Tuesday, June 10, 2008

Artist HiIary Harkness: "The world is known in its detail"

NY artist Hilary Harkness creates narrative artwork which makes me want to write a story or ten. There's plenty to be seen in her Escher-like compositions heavily populated with female figures in all sorts of, um, questionable situations and activities.

Jerry Saltz, critic for The Village Voice, wrote about her figures, "Whatever they're involved in, they ooze a bitchy demonic kinkiness, which makes looking at these paintings slippery fun." (#)

Hilary Harkness has been criticized for her representation of women, however this 2004 interview illuminates her approach and viewpoint on the subject matter, composition, and style of her body of work.

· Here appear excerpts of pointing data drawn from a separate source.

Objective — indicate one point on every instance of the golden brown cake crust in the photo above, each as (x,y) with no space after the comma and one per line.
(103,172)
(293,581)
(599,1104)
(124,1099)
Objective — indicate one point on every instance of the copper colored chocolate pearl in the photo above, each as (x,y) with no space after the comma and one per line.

"I use sex and power to pull the viewer in; from there, I explore the issues in more detail, sometimes in twists-and-turns and sometimes to the point of their own banality. I also think the manner in which I paint them is important: slow, small, detailed. This allows me to investigate these issues of sex and power in a more detailed, articulated, and maybe thoughtful manner. I hope to infuse these issues with meanings deeper and more idiosyncratic than typically found in the culture at large. I cannot separate how I paint from what I paint, the paintings are not just about one or the other, and hopefully the how and what contrast and combine in a way that creates something interesting, charged."

I would love to see Hilary Harkness' art in person and up close. Roq La Rue in 2009? (I'm dreaming, I know. )

Hilary Harkness is represented by Mary Boone Gallery in NYC, where you can find her work hanging through June 28th. Report back if you go!